Study limitations. Data on the initial procedure were present in only 60 of 85 patients. This affects our knowledge of technical factors involved in this procedure. These data are difficult to obtain because some of these procedures were performed more than five years ago. However, the majority of patients underwent failed prior attempts as designated by high-volume experienced operators at our institution. Moreover, neither the procedural and fluoroscopy time, nor the number and types of wires used were different between failure in the first and second attempts, reflecting the lack of major technical differences between the initial and failed attempts in the majority of the procedures.
The results of the study may have been influenced by selection criteria and operator experience. Therefore, they may not be fully reproducible under different conditions. By definition, only patients who had failed previous PCI were enrolled, and thus ICL was not compared with placebo. In theory, attempts to recanalize the vessel may have been more aggressive on the second attempt, after ICL administration, and may account for the additional success rate. Moreover, the administration of heparin may have contributed to recanalization.
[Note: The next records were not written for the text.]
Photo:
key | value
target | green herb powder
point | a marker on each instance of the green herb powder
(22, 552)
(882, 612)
The optimal time for using this technique after a failed attempt, especially that causing a significant dissection, is unknown. However, we propose a period of four to six weeks after the initial PCI to help heal the dissection. Further studies randomizing ICL to standard PCI in initial revascularization attempts may be necessary.
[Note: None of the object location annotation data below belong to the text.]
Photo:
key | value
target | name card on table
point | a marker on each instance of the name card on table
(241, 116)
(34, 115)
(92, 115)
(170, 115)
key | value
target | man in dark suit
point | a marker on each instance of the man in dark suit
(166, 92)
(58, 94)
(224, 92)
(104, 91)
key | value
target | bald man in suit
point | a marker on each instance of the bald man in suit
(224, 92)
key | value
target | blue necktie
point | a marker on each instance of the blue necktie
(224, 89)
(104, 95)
The sample size of 85 patients was small, and larger studies are required. However, the procedural success and relative safety of this technique makes it a valuable option in patients with continued symptoms in whom the primary attempt fails. A multicenter randomized study is planned in the upcoming two years to further study this technique. The results of this study will help provide answers to many of the hypotheses suggested in our study.
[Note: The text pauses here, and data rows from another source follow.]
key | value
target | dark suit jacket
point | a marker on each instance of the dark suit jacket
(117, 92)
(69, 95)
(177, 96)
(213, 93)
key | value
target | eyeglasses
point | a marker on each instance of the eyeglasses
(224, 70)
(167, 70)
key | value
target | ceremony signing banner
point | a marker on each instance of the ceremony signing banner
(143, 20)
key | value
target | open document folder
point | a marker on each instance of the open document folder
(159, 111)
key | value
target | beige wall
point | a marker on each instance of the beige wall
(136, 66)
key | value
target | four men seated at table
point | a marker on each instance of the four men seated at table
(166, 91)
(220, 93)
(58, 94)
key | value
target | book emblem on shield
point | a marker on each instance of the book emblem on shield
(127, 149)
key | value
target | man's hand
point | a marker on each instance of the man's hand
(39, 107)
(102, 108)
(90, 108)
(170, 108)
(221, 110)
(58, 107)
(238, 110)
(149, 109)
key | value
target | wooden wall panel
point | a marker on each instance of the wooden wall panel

Conclusions. This study reports the largest series of ICL to facilitate recanalization of CTO in patients with progressive symptoms in whom prior attempts failed. A high success rate with a low incidence of complications was observed with the use of fibrin-specific lytic agents as compared with previous studies of urokinase. Delivery of an adequate dose of ICL is essential and is enhanced by a tapering morphology of the occlusion and the lack of bridging collaterals; ICL should be considered a valuable tool in the management of CTO.